Trotz pausenloser Kühlung von Vortag wurden meine Backen so Dick, dass ich meine Lippen kaum noch zusammenhalten konnte; blaue Flecken gibt es auch. An diesem Tag habe ich noch 400 ml Tomatencremesuppe zu mir genommen; Püree war undenkbar. Ich habe nur noch gehofft, dass die Bäckchen am nächsten Tag nicht noch dicker werden… Das einzige, was an diesem Tag geschmerzt hatte, waren die Nähte (vom Gefühl her). Wenn man die Backen angefasst hatte, fühlte sich das an wie blaue Flecken.

Heute, am dritten Tag konnte ich tatsächlich Apfelmus frühstücken, ein Gaumenschmaus! 😀 Die Backen sind etwas zurückgegangen und das Schlucken ist nicht mehr soo schlimm. Die Schmerzen sind natürlich zurückgegangen und sind gut erträglich.

Fazit: Ich musste wirklich sehr aufpassen, dass die Wunden an den ersten zwei Tagen nicht aufgingen; das darf man nicht unterschätzen, sonst wird es unangenehm. Selbst das aufsetzen kann viel Druck erzeugen. Die Backen am zweiten Tag sind gar nicht so schlimm gewesen, bis auf die Tatsache, dass irgendwie alle mit diesen Backen putzig aussehen, aber ich wie ein verprügelter Zombie 😀 Damit habe ich mich nicht getraut, auf den Balkon zu gehen ._. Wenn man die ersten zwei Tage überstanden hat, ist alles gut. Zwar kommen noch ein paar erquickende Tage (oder Wochen?! Wie lange dauert es, bis ich wieder ganz normal essen kann?) auf mich zu, aber das schlimmste ist vorbei.
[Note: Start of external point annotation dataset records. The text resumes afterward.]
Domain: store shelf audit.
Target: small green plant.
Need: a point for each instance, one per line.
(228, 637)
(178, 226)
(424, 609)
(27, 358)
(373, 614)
Ich habe mir die Nachfolgen genauso schlimm vorgestellt, aber ich bin besser mit der Situation klargekommen, als ich befürchtet habe.

Tipps: Am besten 6 Kühlpads, wirklich; die Dinger kühlen garnicht so schnell ab, wie man es braucht :/ Eine Antiseptische Mundspüllösung ist echt eine gute Sache. Am ersten Tag muss man sich echt zusammenreißen.

Gott sei Dank, dass man DAS nur einmal durchmachen muss. Wirklich, es ist überstehbar. Und was muss, das muss.